Canned Coffee, reconsidered

I mentioned several posts ago that my initial flirtations with that uniquely Japanese beverage, canned coffee, had left me feeling less than satisfied-- at the time, I believe that I referred to it as "recognizably coffee-based, but not delicious by any reasonable standard". It's either oversweet (even the "no sugar" stuff) or left in a state of raw blackness that reminds one that you are, in fact, drinking coffee that was brewed weeks ago-- like going to a 7-Eleven at closing time and chugging the leftovers in the bottom of the day's carafe.

Somewhat frighteningly, I've begun to notice a shift in my attitude towards the stuff over the past few days, as driven in part by a need to acquire laundry change, and in part by a recently developed nagging urge for hot beverages around the darkest and coldest part of the rainy afternoons, I've now drunk many cans of the stuff, dispensed hot or cold (your choice!) from the school's alarmingly large stock of vending machines.

This, I think, is my favorite variety:


This is just one of the fine flavors in the Suntory Beverage Products BOSS Coffee family, the astonishingly OK-tasting Rainbow Mountain Blend-- apparently made of the finest Guatemalan beans, and several other ingredients which I'm just as happy not to be able to read. All of them, of course, are represented by the titular pipe-smoking boss dude, who manages to look at once like some generic representative of patriarchal authority (a pipe-smoking, virile father figure, as Freudians would note-- but why would you buy his coffee when you what you really want to do is defeat him and get with Mom?) and weirdly familiar. I thought first of good old Sigmund first, followed by General Montgomery, and then, in quick succession, Josef Stalin, Richard Francis Burton, Lord Kitchener,  and Orwell's description of Big Brother, which is probably why he kind of creeps me out the more I look at him, even in profile on his rainbowy can.
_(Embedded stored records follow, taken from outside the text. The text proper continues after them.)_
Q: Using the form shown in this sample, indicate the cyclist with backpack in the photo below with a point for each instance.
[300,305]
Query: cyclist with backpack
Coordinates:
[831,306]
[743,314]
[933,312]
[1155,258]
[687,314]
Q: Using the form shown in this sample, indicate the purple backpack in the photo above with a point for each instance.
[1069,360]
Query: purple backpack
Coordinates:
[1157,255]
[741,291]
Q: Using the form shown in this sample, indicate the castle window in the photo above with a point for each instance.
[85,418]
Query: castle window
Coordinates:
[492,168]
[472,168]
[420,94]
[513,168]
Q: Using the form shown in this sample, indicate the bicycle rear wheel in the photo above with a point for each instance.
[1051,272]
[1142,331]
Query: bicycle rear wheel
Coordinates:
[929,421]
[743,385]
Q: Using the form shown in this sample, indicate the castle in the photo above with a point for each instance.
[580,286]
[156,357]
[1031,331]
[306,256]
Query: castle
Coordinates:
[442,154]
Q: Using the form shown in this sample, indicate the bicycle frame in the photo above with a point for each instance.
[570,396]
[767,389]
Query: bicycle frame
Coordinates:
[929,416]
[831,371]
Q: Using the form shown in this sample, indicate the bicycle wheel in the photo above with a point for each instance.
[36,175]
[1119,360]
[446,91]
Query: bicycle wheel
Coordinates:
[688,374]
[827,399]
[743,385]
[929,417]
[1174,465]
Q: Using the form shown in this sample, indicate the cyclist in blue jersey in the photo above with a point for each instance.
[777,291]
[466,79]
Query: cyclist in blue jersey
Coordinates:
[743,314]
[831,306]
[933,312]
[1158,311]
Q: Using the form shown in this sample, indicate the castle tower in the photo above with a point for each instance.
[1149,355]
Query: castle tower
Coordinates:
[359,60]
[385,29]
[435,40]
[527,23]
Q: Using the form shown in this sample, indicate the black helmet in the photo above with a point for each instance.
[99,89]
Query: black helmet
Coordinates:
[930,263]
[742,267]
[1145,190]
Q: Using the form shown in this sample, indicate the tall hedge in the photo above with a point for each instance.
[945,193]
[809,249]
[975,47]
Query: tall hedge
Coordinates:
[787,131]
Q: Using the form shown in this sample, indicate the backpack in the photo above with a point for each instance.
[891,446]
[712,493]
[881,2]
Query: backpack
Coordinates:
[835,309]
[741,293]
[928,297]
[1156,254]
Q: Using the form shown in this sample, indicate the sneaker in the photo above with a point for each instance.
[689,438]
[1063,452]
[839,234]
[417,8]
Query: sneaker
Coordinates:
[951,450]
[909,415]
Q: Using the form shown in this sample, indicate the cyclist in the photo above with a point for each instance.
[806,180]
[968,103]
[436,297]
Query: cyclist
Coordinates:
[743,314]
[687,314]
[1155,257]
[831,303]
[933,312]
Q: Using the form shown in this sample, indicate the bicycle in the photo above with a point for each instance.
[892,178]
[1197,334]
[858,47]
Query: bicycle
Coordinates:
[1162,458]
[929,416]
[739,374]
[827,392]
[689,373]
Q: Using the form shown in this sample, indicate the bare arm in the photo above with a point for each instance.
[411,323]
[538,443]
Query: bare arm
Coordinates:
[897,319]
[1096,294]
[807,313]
If one offers oblations to the Google, however, one learns quickly that, to the good folks at Suntory, Boss Guy looks considerably like Tommy Lee Jones-- but, as always with Japan, a twist:


 


The Men in Black movies are still earning Jones some bank, it seems. As the alien face of Boss Coffee, Jones seems to have made dozens of commercials for Suntory. Some are straightforward bits with "aliens come to earth, fall in love with canned coffee" (except for the poor alien in this one who apparently went deep cover in Akihabara for 7 years, and came out damaged goods, poor thing):

Other, weirder ones mix up the gag with hilariously specific parodies of stereotypical Japanese scenes from movies and TV:
In any case, Alien Tommy Lee Jones aside, the more I drink of the stuff, the more I like it. Is this what they call going native?